Use of Acetaminophen as a Pain Reliever for Dogs

Always consult with your veterinarian before giving your dog acetaminophen. The medication is easy to overuse if you don't know the exact safe dosage. Overuse of this pain killer can cause liver and kidney damage.

If your veterinarian does advise you to use acetaminophen over drugs approved for use in dogs, the dosage should never be more than 10 milligrams per pound. In addition, you'll never give more than two or three doses per day or serious side effects could occur.

Giving a Dog Aspirin

Aspirin pain reliever for dogs is frequently used to treat joint pain, reduce fever and help thin the blood. Your veterinarian will advise you to the proper dosage for your dog.

Aspirin is generally considered safe, but there are contraindications. The most important is not to give the medication to a dog with kidney disease. Aspirin slows blood flow to the kidney and can cause extreme harm to an already weakened kidney.

NSAIDs Are a Common Pain Reliever for Dogs

NSAID medications cover the range of anti-inflammatory medications. Aleve is the most common over-the-counter NSAID drug used by humans. While Aleve can be safe for dogs, it's important to first ask your veterinarian. Many veterinarians prefer using other medications because of the risks involved with the use of naproxen.

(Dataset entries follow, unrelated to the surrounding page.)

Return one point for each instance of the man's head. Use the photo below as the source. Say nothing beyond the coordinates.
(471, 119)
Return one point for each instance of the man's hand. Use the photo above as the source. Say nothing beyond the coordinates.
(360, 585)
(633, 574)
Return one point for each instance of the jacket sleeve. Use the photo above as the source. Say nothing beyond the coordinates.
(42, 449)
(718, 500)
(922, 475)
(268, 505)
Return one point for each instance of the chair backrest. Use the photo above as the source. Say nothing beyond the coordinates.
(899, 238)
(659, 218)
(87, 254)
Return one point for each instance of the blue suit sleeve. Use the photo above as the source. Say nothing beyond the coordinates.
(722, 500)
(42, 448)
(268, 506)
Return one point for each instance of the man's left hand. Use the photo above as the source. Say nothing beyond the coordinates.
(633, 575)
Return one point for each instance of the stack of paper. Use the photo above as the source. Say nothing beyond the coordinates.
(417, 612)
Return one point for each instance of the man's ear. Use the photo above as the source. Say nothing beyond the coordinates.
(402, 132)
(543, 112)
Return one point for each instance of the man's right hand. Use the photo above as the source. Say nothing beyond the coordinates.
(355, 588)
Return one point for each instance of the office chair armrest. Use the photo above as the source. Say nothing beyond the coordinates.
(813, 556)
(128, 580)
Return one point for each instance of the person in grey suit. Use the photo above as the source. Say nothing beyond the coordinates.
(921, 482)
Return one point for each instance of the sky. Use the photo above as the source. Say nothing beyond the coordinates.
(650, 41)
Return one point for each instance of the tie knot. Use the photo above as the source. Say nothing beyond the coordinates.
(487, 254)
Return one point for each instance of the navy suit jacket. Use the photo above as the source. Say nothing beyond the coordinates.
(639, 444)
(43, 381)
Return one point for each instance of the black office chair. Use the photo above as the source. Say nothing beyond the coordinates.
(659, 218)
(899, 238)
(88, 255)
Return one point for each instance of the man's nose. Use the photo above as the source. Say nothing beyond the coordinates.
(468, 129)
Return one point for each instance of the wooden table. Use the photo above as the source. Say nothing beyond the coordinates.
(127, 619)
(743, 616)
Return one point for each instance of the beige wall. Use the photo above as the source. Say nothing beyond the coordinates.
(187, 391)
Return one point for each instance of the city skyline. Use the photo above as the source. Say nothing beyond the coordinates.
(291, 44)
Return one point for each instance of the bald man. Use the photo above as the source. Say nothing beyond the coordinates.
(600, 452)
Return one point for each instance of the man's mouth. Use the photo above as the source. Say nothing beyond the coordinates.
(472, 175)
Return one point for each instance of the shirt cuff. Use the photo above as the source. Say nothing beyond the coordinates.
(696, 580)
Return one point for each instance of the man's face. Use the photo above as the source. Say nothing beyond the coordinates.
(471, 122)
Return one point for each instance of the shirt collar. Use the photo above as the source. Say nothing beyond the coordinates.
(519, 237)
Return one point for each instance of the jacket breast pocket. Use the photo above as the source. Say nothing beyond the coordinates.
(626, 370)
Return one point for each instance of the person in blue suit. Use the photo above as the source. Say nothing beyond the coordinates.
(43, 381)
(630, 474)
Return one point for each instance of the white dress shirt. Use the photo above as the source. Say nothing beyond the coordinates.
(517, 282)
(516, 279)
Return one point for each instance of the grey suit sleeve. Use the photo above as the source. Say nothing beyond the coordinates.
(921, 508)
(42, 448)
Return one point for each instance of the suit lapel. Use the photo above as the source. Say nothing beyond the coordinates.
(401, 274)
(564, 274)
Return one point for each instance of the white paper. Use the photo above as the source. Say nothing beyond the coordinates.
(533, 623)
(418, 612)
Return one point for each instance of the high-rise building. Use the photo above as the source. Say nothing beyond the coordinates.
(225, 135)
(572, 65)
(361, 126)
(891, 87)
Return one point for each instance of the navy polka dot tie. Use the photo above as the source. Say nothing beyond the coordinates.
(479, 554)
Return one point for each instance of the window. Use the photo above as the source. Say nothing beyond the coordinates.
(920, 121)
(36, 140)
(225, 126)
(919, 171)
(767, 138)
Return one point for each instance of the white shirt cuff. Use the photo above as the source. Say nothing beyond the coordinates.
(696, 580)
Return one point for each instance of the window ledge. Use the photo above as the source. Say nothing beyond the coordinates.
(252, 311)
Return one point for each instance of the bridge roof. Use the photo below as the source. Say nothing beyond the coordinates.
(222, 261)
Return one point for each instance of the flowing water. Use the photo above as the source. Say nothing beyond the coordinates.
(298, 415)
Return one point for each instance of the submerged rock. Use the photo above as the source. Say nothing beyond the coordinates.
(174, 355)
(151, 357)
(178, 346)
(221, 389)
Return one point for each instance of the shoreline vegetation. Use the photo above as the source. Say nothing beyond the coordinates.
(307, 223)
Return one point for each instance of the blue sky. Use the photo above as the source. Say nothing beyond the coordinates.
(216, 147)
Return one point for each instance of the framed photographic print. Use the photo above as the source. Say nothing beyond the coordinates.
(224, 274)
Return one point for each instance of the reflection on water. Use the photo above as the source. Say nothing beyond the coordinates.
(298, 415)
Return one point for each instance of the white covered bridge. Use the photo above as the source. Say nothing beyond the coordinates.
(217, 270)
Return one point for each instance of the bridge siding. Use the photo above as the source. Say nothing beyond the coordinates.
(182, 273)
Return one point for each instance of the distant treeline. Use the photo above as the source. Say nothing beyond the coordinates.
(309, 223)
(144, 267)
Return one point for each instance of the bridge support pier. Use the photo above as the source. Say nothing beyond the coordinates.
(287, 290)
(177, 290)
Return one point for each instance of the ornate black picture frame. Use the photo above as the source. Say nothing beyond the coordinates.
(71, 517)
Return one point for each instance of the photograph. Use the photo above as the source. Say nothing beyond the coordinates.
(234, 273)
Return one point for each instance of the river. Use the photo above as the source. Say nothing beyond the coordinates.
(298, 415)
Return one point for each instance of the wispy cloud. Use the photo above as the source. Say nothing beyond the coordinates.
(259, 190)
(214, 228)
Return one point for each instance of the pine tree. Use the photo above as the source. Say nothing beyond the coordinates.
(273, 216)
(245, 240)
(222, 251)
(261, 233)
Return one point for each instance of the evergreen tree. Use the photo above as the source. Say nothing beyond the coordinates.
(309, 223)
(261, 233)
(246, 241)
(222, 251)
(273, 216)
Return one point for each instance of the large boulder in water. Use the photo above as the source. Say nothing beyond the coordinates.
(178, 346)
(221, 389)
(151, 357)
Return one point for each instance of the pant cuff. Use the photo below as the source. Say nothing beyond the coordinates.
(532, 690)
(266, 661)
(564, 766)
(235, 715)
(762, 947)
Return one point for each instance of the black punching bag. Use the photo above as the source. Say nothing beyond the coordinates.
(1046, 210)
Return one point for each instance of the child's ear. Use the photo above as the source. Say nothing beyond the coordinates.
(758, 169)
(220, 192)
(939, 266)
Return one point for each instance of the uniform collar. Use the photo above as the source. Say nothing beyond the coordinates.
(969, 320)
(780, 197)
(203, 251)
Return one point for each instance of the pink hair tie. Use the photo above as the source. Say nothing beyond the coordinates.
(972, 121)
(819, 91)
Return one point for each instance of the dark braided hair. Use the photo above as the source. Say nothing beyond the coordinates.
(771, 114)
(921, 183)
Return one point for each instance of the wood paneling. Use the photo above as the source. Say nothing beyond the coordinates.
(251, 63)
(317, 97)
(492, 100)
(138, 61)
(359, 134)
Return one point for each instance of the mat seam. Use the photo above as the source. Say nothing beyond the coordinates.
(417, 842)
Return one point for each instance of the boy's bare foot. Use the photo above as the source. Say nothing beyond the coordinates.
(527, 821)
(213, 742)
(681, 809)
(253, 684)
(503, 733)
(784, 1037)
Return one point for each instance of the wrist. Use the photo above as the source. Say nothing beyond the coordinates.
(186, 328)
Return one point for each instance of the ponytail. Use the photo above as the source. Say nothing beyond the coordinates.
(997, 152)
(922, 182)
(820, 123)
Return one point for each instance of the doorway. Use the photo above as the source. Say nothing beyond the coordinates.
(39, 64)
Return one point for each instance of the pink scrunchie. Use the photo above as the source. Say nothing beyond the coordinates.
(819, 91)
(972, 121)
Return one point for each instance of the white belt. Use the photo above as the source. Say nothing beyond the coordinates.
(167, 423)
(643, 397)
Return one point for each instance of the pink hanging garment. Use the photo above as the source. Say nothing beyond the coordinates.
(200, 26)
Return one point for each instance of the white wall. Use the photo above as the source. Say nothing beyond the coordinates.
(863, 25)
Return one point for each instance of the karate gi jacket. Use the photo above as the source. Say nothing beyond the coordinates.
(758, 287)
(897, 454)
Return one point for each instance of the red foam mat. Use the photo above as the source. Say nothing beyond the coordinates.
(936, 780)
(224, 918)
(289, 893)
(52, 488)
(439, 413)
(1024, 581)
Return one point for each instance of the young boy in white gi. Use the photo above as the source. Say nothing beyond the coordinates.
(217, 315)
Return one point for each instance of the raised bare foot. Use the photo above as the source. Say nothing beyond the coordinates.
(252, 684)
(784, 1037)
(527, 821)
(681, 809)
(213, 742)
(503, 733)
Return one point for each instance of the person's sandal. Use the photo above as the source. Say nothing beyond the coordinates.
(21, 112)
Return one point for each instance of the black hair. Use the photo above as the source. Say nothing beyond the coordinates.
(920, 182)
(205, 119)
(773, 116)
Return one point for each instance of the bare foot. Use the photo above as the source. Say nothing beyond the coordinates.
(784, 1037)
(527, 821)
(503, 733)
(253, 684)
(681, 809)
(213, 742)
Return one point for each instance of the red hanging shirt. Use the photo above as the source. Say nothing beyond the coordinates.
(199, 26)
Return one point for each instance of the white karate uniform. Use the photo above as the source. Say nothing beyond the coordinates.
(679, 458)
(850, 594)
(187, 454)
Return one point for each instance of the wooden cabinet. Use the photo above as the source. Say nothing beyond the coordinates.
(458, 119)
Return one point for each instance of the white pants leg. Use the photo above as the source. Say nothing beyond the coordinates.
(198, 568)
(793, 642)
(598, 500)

The medication is not advised for dogs with any blood, kidney or liver disorder. It's also not a good idea to give dogs with gastric ulcers this medication. Use of naproxen in dogs with these problems because it can increase the risk of kidney damage and ulcers.

If naproxen is used, the usual dose is 0.5 to 1.5 milligrams of the medication per pound. The pain reliever for dogs should never be used more than once per day.

Tramadol is a safer NSAID used in dogs. The medication's main side effects are stomach upset and constipation. If your dog takes too much tramadol, lethargy may occur. Stop using the medication and contact your veterinarian.

If your dog is using an NSAID, watch for concerning side effects. They include:

  • Aggression

  • Bloody or blackened stools

  • Lack of appetite or thirst

  • Nausea/vomiting

  • Seizures

  • Urinary changes

  • Yellow skin and gums

Avoiding Ibuprofen to Avoid Poisonings

Ibuprofen (Advil) is used regularly by humans and many pet owners feel it is fine to give the medication to their dog. Sadly, a number of dogs end up hospitalized every year from ibuprofen poisoning. Never give this pain reliever for dogs to your dog without veterinary approval.

Many vets refuse to even suggest using this medication to pet owners because it is far too easy to create an overdose situation. Overdose of ibuprofen causes bleeding stomach ulcers. Anemia will occur without immediate treatment.

If an overdose of ibuprofen occurs, you dog will be hospitalized and given activated charcoal to remove any trace of the medication from the stomach. Blood transfusions are necessary if the anemia is severe.